In this matter, the prosecutor’s deliberations resulted in a request for the detention of Julian Assange for the crimes of which he was suspected. Pursuant to the court’s detention order the prosecutor issued a European arrest warrant

Questioning of a person in Britain at the request of Sweden would normally be carried out by the British police, who would be provided with the questions to be asked. To request the cooperation of another country's legal authorities to perform such a task is largely used when the possibility of extraditing a suspect is lacking or in interviews with witnesses and plaintiffs.

The criteria for when another country's case can be processed in Britain can be found in a publication from the British government (see link).
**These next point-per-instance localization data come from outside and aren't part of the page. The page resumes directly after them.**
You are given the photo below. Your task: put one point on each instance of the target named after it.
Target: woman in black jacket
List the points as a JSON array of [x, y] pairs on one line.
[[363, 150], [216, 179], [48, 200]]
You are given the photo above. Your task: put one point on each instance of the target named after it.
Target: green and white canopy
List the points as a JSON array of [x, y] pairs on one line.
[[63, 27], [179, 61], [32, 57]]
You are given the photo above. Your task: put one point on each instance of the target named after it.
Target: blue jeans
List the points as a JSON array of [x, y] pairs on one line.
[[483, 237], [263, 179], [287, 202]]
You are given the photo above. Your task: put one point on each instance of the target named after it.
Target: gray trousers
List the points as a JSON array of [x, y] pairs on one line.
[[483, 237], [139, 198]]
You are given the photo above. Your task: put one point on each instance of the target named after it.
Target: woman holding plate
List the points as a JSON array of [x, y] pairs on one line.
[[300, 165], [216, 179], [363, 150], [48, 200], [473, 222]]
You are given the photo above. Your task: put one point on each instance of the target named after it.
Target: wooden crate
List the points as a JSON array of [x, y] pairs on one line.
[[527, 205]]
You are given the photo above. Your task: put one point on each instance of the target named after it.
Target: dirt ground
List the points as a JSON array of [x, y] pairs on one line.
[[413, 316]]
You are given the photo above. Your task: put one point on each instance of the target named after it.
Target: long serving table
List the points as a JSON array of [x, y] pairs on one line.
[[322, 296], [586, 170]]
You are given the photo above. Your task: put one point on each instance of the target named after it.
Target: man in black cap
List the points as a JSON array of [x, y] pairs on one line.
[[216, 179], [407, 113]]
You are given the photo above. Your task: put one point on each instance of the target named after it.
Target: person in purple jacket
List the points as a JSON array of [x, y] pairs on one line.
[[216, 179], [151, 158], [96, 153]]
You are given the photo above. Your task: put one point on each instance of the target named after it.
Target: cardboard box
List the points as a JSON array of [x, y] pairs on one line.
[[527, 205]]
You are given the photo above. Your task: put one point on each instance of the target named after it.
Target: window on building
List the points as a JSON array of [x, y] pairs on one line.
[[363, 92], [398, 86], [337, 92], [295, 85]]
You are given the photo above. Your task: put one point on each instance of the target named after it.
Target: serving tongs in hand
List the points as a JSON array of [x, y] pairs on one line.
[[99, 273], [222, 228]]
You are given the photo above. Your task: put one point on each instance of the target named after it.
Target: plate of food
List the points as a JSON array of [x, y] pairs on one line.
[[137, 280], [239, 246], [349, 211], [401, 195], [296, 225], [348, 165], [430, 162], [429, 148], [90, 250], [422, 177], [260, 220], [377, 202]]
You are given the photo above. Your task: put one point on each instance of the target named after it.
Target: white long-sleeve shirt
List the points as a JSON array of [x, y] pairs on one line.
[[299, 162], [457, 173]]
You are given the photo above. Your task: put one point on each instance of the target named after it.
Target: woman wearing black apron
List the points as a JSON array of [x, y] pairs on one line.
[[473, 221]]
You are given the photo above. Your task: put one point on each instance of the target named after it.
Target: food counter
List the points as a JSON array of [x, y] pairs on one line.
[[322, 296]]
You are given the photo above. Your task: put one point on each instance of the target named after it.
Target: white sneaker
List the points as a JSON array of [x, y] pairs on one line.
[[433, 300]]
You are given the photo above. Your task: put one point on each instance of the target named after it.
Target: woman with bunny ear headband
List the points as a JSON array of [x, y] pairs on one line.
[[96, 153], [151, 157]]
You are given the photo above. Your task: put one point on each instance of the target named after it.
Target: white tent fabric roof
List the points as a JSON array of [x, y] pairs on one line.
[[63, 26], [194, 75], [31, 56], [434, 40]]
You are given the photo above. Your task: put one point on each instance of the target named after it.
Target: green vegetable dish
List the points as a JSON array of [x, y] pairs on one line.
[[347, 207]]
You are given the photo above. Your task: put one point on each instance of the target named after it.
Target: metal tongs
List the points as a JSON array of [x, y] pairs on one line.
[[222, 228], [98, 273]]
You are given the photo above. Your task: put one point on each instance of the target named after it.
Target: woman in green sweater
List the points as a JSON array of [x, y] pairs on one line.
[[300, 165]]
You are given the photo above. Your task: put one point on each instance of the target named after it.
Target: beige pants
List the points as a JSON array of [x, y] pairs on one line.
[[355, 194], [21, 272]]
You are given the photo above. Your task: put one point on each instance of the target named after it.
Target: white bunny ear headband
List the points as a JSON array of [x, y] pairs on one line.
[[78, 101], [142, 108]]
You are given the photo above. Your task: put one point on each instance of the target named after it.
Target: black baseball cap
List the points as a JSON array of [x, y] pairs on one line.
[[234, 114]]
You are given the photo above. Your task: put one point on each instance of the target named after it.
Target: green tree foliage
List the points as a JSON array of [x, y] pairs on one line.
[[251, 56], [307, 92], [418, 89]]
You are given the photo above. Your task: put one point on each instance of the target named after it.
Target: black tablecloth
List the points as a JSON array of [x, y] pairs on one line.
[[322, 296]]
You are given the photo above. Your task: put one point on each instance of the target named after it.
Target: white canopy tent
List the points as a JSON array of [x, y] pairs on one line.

Regardless of how and where the questioning of Julian Assange could be performed, a case of this type would normally be expected to require further lines of inquiry e.g. the questioning of others involved. These new lines of inquiry would normally be performed in conjunction and simultaneously with the questioning of the suspect.

If Julian Assange would be questioned in London and the preliminary investigation would lead to a finding that there is sufficient evidence to prosecute Mr Assange, his personal presence is required in Sweden so that a trial can be held and any sentence enforced. Under Swedish law the defendant must be present in person at the trial in cases involving this type of crime.

Altogether, the prosecutor’s assessment is that a request for legal assistance involving the questioning of Julian Assange in London would not take the case forward in a significant manner.